The King of Apocalyptical Cabaret serves up and interesting and entertaining album where he mixes Balkan music with wider influences
During this process of finding music from all around the world, Danny and I have come across some alternately brilliant and amusing nicknames of artists and names of genres. Fela Kuti was nicknamed the Black President, which is a very cool nickname. Cesária Évora gained the moniker The Barefoot Diva, which suited her intimate style. Esquivel’s music was called Space Age Bachelor Pad Music, which was ludicrously nonsensical. Boris Kovac has been described as Serbia’s King of Apocalyptical Cabaret, which, quite frankly, is as bonkers and excellent a nickname can get. First off, it implies that there are other kings of Apocalyptical Cabaret in other countries (which I doubt, but who knows) and secondly, what on earth is Apocalyptical Cabaret? I had to find out.

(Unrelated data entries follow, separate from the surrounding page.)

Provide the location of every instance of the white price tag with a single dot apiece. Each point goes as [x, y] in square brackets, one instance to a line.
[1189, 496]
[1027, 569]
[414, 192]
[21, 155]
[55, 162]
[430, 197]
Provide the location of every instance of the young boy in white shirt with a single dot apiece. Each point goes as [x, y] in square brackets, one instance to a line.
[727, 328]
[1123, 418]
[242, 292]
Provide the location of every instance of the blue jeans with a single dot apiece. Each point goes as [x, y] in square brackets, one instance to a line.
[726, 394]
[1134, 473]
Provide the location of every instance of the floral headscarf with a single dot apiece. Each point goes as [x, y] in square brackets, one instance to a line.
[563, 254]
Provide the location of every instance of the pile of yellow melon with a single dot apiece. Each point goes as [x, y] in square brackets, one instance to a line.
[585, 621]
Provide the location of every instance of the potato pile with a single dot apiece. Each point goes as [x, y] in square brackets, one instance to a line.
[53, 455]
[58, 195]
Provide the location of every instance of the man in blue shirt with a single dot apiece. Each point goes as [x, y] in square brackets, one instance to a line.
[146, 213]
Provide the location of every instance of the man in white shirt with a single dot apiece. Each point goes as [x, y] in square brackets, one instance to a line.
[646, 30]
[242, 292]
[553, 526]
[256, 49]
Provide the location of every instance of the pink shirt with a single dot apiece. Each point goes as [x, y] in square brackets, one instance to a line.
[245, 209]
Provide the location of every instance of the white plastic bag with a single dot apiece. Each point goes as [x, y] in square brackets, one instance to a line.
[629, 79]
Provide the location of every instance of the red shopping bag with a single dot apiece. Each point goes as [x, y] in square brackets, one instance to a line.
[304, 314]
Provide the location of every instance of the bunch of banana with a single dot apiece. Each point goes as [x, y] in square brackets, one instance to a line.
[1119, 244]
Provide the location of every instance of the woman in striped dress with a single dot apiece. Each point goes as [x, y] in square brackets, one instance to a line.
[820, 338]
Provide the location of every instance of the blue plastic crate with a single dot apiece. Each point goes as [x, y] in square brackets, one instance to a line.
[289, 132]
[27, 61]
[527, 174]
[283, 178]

“These dashes of different styles pay dividends overall, as they are what make the album interesting to listen to on repeat listens, but it’s not just that. It helps solidify his central premise that people can be united by music, no matter how different their cultures may be.”
Well, it turns out that Apocalyptical Cabaret is not the world-ending spectacle of music and dance I had imagined, though this is more the case in the live work of his that I have seen recorded. Instead, the truth is rather more sombre. Boris Kovac decided that after the Yugoslav wars during the 1990s and the ensuing genocide of Bosnian Muslims, he would play his own unique mix of folk music and ballroom music in an attempt to exorcise the madness the war had brought. His band, the Ladaaba Orchest, reflects that ambition – it stands for La Danza Apocalyptica Balkanica. Though he himself is Serbian, by using the term Balkan, he is identifying himself with all peoples of the region in an attempt to unite a now fractured region that had recently suffered much bloodshed. Kovac himself has stated that his music borrows from all Eastern European folk traditions, and to me there’s definite Jewish Klezmer and Hungarian Romani influences in his music. Though I was not aware of this when I listened to the album for the first few times, it speaks to the universality of cultures that can at times feel so disparate and alien to us.
Furthermore, as we have noticed so often during this project, many different genres can be incorporated in styles you would not expect, and Boris Kovac shows us once again that this is the case. He does this by combining Balkan folk music with Argentinian tango and Middle Eastern music in the songs Tango Apocalypso and Oriental Express respectively. There are even elements of Mexican music to be found in Rumbatto, and German music in Octoberburrekfest. These dashes of different styles pay dividends overall, as they are what make the album interesting to listen to on repeat listens, but it’s not just that. It helps solidify his central premise that people can be united by music, no matter how different their cultures may be.
The Last Balkan Tango is the title track, and it is the one that kicks off the album, and what a belter it is. Whatever else you might think of Kovac, he creates music that evokes a particular time and place, a certain scene, and when I close my eyes and listen to that song, I can easily imagine myself in another, older world, akin to something you might see described in the literary works of Stefan Zweig or the aesthetic conjured up by the film The Grand Budapest Hotel. I’m in an ornate Hungarian café in around the 1920s or 1930s, I’m having a coffee and some Hungarian layer cake, and I’m listening to this music as people dance. It’s mood music but it’s also acutely interesting music, and from his opening statement of ‘apocalypsa balkanica’, you know you’re in for something out of the ordinary.
At 69 minutes long, it’s a hefty album, but it’s also one that pays dividends on repeat listens. Kovac is a consummate musician, and there are plenty of catchy hooks and tracks, especially in the second song, Begin-ing, which I think might be the biggest earworm on the album. It’s also not an album that is repetitive or samey, and that is because of the variety in the music. The album as a base in Balkan folk and ballroom music, but he dips into different cultures’ music for inspiration, and that elevated the album for me. It is music that encompasses many moods, settings, and styles. It is by turns melancholic, joyous, triumphant, uplifting, sad, provocative, and yes, apocalyptic, and it is that ambition that makes me admire it so.